3) Melissa Villanueva, Brewpoint Coffee (Illinois)
Like Gabi and Areli, Melissa isn’t someone who always knew she wanted to own her own coffee shop.
Instead, her story is perhaps the most accidental of all:
One day, cruising Craigslist for an espresso machine, Melissa ended up instead buying a coffeeshop.
Six years later, she’s now the CEO of Brewpoint Coffee, the author of a guide on how to start and run a coffeeshop, and an all-around inspiring advocate for the power of coffee in creating community.
As noted on her website, Melissa believes that a coffee shop is a “symbolic space for connection and creativity.”
It’s a place that gives communities the space and ability to rest from the rat race. To just breathe.
Coffee, in Melissa’s eyes, isn’t just a drink to down to get through your day, but an experience and an opportunity to connect.
And not just connect, but serve.
Together with her husband Angelo, Melissa seeks to better the world through Brewpoint.
For her, owning 100% of her company means she gets full control of making decisions such as hiring and empowering minorities. This is something she has in common with Little Waves, where all the employees are female and non-binary.
Additionally, having full control allows Melissa to be a visionary, creating positive change through her current initiatives such as providing coffee to frontline workers and the option to “Buy One Gift One” where for every bag of coffee purchased, a bag is given to a worker on the frontlines.
If you enjoy supporting female roasters and women- owned coffee shops, you won’t want to miss Brewpoint.
Brewpoint’s efforts to help people get through the pandemic are also consistent with their general interest in taking care of our planet.
This means taking care of both people and Earth’s resources.
Like Caballo Rojo and Little Waves, every step in the process from farm to table is taken with great care.
This is because each company feels a great responsibility to do good in the world.

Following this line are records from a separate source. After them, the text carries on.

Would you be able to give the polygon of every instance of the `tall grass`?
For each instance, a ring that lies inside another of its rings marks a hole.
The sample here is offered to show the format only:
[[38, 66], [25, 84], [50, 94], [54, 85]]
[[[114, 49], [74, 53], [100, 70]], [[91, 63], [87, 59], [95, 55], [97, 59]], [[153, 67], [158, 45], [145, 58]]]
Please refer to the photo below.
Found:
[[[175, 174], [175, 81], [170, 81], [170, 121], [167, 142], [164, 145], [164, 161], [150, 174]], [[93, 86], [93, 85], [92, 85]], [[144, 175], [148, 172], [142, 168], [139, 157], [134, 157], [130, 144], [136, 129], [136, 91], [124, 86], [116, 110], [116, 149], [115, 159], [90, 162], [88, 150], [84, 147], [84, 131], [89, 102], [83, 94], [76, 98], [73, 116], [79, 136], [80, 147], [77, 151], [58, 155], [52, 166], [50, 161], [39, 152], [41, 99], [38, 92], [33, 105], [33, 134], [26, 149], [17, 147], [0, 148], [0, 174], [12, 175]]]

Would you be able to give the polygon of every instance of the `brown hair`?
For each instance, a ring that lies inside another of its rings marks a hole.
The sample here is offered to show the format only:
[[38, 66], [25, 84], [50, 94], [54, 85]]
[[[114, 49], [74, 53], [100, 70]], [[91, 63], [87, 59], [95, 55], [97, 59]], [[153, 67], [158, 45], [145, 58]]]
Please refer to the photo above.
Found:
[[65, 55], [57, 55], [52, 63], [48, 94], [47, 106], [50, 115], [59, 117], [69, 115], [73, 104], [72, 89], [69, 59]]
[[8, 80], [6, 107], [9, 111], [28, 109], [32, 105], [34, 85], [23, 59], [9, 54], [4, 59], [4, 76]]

Female Coffee Roasters & Their Impact
If there’s one thing we’ve realized during these current challenging times, it’s how much we love and need coffee.
And some of us have certainly had the time to learn about coffee.
Perhaps we’ve also had time even to appreciate it a bit more.
It’s in times like these we need positive role models like Gabi, Areli, and Melissa; however, their work was going on before and will keep going on once things get back to normal.
In a world traditionally dominated by white males, these female coffee roasters are having an incredible impact, particularly in the ethical coffee space.
They are showing us how important it is to care about the world around us. And how we can do so even with something as small as buying a cup (or bag!) of coffee.
Not only that, but community — as envisioned by these three incredible female coffee roasters — is exactly what we need right now.
It’ll do us all good as we look to eventually rebuild and return to normalcy. And as we look to see what we can possibly do better.